Vicino alla gamba sinistra di Gesù si riscontra un gallo, immagine del giorno che spunta (“ales diei nuntius”) e quindi di Cristo che è la Luce del mondo. A differenza di Pietro che misconosce il suo Signore, il gallo riconosce il sorgere del giorno e simboleggia l’annuncio del Risorto, luce del mondo.

Ai piedi del Crocifisso ci sono figure umane “anonime” che raffigurano la Chiesa, costruita sulla roccia (visibili tracce sottostanti). Poiché sono aureolati, si pensa a dei santi: Cosma e Damiano, titolari della chiesetta? Oppure Pietro e Paolo che san Francesco “venerava con devozione fervidissima”? Dal momento che l’icona era appoggiata sull’altare (lo si deduce dalla raffigurazione di Giotto nel ciclo della Basilica superiore), la devozione dei fedeli che la baciavano ne ha usurato il dipinto.

Risalendo troviamo, sotto le braccia di Cristo, due coppie di angeli che additano il mistero della croce e nel contempo esprimono comunione tra di sé.

Ai lati le due figure umane (non sono angeli, poiché privi di ali) possono richiamare l’Annunciazione (ossia l’incarnazione del Verbo: l’angelo di sinistra sembra avere una spalla scoperta dal manto e un piede leggermente sollevato, il che lo presenterebbe in azione, mentre Maria è raffigurata in attitudine contemplativa). Padre Rainero Cantalamessa vi ravvisa invece (con poca probabilità, peraltro: si veda sopra la figura del giudeo) i simboli rispettivamente della Chiesa e della Sinagoga.

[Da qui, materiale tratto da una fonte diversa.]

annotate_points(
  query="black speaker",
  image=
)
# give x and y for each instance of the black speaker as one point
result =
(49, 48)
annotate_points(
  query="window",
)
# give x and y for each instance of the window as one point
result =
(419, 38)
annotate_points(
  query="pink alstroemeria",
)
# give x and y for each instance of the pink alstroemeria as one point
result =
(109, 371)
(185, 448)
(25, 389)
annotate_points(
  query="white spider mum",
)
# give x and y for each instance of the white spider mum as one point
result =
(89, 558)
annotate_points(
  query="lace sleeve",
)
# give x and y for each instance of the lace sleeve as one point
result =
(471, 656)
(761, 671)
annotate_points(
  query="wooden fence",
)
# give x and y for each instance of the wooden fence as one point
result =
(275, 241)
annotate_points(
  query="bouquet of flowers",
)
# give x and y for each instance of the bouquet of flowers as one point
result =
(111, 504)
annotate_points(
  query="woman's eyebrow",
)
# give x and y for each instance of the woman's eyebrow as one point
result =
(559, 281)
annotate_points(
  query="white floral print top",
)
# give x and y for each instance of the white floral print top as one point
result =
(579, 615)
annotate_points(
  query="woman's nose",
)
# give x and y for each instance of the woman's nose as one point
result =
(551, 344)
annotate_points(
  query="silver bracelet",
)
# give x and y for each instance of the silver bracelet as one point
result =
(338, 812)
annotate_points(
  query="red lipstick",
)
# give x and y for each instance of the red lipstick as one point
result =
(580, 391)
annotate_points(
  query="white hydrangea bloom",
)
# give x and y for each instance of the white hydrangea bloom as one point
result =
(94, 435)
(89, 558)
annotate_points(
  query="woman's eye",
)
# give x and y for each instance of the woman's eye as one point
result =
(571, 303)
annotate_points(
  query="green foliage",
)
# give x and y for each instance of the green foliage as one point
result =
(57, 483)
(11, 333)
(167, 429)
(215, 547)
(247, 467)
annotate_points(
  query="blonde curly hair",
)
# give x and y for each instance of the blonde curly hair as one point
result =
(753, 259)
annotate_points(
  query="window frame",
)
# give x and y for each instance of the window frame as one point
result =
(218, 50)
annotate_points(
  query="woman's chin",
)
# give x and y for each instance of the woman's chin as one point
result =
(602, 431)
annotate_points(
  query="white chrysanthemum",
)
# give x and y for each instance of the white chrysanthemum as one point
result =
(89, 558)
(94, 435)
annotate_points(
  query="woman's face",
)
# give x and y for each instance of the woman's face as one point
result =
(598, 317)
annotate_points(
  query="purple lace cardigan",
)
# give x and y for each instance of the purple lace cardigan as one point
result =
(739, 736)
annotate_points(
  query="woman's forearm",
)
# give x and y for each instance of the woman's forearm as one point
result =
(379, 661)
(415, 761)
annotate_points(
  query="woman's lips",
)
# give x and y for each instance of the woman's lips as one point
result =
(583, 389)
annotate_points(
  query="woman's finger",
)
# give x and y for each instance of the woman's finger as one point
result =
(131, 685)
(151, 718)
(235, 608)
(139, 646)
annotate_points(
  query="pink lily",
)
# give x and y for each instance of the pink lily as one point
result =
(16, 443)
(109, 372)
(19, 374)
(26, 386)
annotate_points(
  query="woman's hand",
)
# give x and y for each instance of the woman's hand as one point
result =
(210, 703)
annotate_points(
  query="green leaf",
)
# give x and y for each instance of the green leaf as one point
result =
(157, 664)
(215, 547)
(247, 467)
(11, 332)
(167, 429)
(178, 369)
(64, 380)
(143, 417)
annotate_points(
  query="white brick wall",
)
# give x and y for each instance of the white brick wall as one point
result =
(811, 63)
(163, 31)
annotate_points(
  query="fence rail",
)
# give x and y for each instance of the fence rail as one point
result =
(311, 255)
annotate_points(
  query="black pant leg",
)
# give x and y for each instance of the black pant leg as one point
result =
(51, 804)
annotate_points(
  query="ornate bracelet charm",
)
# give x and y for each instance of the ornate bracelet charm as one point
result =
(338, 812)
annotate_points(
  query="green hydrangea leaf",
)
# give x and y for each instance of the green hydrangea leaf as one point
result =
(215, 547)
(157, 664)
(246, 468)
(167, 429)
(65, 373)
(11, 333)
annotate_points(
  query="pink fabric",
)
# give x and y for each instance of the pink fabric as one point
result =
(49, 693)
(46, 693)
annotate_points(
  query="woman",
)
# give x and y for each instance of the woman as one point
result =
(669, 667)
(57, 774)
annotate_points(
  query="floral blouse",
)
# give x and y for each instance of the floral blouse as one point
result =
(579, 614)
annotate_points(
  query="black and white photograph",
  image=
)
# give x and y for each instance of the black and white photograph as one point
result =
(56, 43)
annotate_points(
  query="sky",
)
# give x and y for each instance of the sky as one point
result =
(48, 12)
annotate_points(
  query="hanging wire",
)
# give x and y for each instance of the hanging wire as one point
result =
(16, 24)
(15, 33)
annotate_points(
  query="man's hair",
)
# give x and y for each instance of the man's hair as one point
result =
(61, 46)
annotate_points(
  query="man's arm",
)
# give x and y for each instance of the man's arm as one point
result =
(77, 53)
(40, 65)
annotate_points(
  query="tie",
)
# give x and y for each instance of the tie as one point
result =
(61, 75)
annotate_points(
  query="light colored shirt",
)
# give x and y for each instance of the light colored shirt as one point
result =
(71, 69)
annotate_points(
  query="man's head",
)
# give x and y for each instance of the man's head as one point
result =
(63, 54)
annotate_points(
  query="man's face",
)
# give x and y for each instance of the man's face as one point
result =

Nel tondo che sovrasta il Crocifisso, su uno sfondo rosso è raffigurata l’Ascensione. Cristo, avvolto in un manto regale dorato e dal volto sorridente, è caratterizzato da un movimento di slancio, quasi di danza, ed è circondato da figure angeli (si notino le coppie), adoratori della divinità, che lo accolgono gioiosi, come indica la posizione delle mani. Porta sopra le spalle la stola rossa, segno della dignità sacerdotale e nel contempo segno del dominio universale nell’amore. Ha nella mano la croce, strumento di vittoria.

Nella lunetta è visibile la mano benedicente del Padre: le due dita esprimono il fatto che le benedizioni divine sono legate al mistero dell’incarnazione (la divino-umanità del Salvatore).

L’icona richiama l’intero mistero cristologico: Incarnazione; Morte, Risurrezione, Glorificazione. È come la porta di ingresso alla contemplazione, cui è destinata.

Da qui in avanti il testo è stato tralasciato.